Le ciel est gris, je ne me sens pas très bien. Je me sens fracturé, comme un puzzle démonté dans une boite. Comment remettre tout cela en ordre. Je ne peux pas. Je n’arrive plus à me concentrer plus de 5 minutes. Ce matin, je n’ai pas réussi à prendre le bus pour aller à l’association de patients, en ville. J’ai dû demander à mon père qu’il me conduise.

Justement, mes parents doivent partir une semaine en vacances dans quelques jours et c’est cela qui me mine le moral. La solitude ne me réussit pas et à part mes parents, je n’ai pas grand monde sur qui compter. J’ai l’impression d’être perdu dans l’espace, sans apesanteur ni repaire.

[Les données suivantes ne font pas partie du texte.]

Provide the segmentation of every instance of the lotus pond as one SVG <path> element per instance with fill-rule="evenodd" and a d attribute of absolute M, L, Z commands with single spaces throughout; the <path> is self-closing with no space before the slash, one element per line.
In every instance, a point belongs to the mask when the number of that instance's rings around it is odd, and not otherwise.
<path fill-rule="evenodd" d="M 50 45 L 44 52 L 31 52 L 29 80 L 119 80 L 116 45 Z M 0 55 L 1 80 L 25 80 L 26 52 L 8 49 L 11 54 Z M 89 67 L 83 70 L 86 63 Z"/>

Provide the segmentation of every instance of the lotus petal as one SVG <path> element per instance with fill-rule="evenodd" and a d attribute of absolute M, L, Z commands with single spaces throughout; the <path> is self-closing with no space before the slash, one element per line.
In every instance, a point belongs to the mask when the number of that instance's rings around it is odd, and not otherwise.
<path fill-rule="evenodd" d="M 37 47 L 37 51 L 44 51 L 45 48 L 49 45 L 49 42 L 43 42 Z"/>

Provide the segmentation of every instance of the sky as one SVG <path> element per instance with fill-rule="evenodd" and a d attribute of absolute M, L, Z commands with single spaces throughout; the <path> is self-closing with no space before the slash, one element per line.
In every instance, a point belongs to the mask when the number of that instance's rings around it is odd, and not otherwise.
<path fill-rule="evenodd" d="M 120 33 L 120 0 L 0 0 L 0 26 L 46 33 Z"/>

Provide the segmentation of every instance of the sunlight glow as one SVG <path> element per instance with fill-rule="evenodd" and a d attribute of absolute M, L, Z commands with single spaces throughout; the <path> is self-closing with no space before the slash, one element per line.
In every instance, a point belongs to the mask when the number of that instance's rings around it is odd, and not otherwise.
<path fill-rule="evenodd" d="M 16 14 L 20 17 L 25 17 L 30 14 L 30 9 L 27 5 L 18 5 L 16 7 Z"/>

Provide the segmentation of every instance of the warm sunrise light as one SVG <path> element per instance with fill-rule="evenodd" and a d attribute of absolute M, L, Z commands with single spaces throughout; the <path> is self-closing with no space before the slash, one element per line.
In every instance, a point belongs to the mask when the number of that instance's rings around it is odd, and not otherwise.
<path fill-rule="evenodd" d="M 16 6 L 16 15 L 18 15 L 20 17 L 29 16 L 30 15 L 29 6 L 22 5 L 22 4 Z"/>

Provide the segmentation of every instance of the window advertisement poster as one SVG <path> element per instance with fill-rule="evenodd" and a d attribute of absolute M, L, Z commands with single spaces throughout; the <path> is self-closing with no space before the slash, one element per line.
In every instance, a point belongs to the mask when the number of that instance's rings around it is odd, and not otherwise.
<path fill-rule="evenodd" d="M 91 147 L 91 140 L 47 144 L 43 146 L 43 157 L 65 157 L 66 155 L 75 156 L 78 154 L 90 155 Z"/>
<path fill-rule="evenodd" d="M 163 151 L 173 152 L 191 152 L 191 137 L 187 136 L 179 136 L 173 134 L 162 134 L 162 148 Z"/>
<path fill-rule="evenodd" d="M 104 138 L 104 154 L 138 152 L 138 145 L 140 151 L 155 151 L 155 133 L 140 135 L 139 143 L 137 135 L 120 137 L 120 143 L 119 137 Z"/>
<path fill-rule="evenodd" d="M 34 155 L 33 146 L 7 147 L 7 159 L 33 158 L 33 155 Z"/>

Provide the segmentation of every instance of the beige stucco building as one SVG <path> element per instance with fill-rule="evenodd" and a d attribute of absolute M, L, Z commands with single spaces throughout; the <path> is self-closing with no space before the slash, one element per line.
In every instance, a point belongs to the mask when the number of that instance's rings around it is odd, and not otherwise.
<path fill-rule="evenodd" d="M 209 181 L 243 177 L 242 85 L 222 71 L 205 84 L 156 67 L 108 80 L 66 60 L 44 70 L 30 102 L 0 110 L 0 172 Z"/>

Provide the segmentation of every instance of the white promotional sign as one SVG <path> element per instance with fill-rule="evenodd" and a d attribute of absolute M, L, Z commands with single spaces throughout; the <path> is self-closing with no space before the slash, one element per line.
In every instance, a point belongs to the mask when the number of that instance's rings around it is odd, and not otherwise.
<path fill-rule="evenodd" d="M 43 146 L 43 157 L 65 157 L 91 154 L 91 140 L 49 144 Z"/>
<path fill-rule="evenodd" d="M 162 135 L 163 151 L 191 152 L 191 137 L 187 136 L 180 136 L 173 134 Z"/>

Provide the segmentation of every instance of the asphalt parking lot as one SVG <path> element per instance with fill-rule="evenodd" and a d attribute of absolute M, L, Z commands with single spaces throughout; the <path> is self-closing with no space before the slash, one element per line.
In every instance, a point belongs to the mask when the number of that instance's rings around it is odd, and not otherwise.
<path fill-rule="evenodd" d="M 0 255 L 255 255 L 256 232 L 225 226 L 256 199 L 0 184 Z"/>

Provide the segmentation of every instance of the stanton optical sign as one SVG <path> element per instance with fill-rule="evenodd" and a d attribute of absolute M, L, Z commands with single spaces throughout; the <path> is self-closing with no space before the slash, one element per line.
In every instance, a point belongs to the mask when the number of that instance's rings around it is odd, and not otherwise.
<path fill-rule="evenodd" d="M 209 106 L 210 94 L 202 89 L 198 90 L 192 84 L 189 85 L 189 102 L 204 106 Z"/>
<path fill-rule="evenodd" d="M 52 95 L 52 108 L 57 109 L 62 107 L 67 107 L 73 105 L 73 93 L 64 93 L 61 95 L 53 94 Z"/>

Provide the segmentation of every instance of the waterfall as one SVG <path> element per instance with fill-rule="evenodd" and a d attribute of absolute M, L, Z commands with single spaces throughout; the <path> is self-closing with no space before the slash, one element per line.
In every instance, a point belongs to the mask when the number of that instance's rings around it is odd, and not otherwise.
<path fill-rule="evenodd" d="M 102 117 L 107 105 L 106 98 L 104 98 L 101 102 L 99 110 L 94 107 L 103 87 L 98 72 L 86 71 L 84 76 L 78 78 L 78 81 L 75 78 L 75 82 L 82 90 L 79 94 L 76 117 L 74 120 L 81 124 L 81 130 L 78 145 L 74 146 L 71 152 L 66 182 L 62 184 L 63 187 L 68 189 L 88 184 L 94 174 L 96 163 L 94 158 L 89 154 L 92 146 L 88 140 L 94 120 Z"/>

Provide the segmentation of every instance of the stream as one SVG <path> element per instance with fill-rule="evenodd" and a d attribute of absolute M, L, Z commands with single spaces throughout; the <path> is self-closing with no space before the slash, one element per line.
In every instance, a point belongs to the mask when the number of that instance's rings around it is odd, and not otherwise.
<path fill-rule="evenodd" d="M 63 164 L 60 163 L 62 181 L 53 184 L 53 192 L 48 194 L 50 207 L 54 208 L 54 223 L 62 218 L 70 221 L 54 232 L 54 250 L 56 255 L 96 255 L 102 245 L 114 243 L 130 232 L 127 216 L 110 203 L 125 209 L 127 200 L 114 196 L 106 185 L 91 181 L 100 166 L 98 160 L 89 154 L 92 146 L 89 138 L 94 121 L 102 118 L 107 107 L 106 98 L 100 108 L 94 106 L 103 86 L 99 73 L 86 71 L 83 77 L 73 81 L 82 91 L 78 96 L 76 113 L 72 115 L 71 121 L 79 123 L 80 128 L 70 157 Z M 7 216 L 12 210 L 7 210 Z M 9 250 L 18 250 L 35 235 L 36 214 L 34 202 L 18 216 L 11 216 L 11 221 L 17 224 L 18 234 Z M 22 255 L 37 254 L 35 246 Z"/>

A l’association de patients, je me sens mieux pourtant. Je suis avec du monde et l’on discute le bout de gras, dans un local dans lequel je me sens à l’aise. Il y a une animatrice, blonde, avec des formes et souvent rassurante. Elle écoute les petites ou grandes misères des adhérents, avec une épaule bienveillante. Je m’entends bien avec elle. On est souvent sur la même longueur d’onde.

Mais là, chez moi, en ce début d’après-midi et malgré de timides éclaircis, je me sens comme un puzzle, qui aurait besoin de longues heures de patiences pour être remonté. Je regarde l’heure fixement, toutes les minutes. En espérant qu’un hypothétique bien être, veuille bien se manifester.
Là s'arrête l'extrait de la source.